Nach dem Gottesdienst mit Abendmahl, erklärte der Pfarrer Marcel Wildi, dass man die heutige Predigt auch auf CD bestellen kann und dass er jeden ganz herzlich dazu einlädt, hinten bei der Bistro Ecke noch einen Kaffee oder auch ein Wasser oder Saft zu trinken. Ich war sehr überrascht, denn zum einen kannte ich es nicht, dass man nach dem Gottesdienst diesen auch auf CD mit nach Hause nehmen kann und zum anderen habe ich noch nie in einer Kirche nach dem Gottesdienst zusammen gesessen und Kaffee getrunken.

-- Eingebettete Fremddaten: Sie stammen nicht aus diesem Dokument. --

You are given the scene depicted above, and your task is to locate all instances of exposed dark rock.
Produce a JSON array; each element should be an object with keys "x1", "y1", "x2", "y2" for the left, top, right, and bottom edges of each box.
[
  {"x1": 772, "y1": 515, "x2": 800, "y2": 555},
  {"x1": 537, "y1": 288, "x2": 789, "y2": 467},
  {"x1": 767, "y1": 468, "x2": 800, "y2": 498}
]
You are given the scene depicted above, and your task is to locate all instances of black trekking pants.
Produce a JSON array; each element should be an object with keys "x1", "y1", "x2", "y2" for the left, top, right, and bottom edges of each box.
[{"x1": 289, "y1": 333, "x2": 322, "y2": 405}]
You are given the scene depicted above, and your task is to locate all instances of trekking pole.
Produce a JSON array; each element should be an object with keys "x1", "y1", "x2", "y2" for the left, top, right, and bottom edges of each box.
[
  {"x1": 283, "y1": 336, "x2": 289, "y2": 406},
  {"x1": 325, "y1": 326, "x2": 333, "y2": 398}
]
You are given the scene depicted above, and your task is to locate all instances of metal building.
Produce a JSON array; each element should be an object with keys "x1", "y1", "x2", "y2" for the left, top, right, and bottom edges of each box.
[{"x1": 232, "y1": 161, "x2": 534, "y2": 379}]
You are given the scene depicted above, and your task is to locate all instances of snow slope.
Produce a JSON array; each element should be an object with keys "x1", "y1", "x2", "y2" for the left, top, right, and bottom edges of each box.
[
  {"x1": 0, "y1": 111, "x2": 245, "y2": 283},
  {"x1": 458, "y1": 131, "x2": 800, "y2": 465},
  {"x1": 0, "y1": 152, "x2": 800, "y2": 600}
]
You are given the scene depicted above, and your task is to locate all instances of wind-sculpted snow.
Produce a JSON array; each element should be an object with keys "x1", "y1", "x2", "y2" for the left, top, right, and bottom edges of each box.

Es war eine herzliche und lockere Atmosphäre und so kam es, dass man spätestens beim Anstehen an der Kaffeemaschine miteinander ins Gespräch kam.
Zuerst kam ich mit meiner Freundin Jessie ins Gespräch und fragte sie, wie es überhaupt dazu kam, dass sie heute hier in dieser Kirche singt.
Da erzählte sie mir ihre ganz persönliche Lovestory...
Ähnlich wie ich heute, wurde sie vor gut zwei Jahren von einer Freundin eingeladen, mal in diese Kirche zu kommen, denn das Klavier und Orgelspiel sei hier so besonders schön. Ihr gefiel, was sie hörte und so lernte sie bald darauf auch den Mann hinter diesen Klängen kennen. Es war Liebe auf den ersten Blick und sie wurden ein Paar.
Kurze Zeit später kam ich noch mit dem Pfarrer dieser für mich aussergewöhnlichen Kirche ins Gespräch. Ich erzählte ihm, wie beeindruckt ich bin, von dieser für mich doch sehr modernen Kirche. Er kam selbst ins Schwärmen, über seinen modernen Arbeitsplatz, an dem keine alten barocken Taufbecken stehen, sondern alles sehr flexibel und modern ist. Auch dass man die Heizung hier via Handy von zu Hause aus bedienen kann, oder er nicht nur einen grossen Flatscreen für die Besucher hat, sondern einen zweiten hinter den Besuchern, für sich selbst.
Er erzählte mir auch, dass er schon vor über 20 Jahren seine Predigten ausgedruckt aushändigte oder dann später auf Kasetten für seine Besucher aufgenommen hat. Mittlerweile erreicht er über die CDs fast mehr Menschen, als er Kirchenbesucher hat. Darum ist seine Vision auch zeitnah einen Podcast zu erschaffen. Zum Abschied gab er mir sogar noch seine Visitenkarte. Ein Pfarrer mit eigener Visitenkarte, ich bin mir ganz sicher, diese Kirche ist im 21. Jahrhundert angekommen und ich darf das noch realisieren.
Abschliessend würde ich sagen, ich habe mich mit der Tradition Weihnachten und Kirche versöhnt...also ganz nebenbei habe ich das Ziel von Weihnachten selbst erfahren.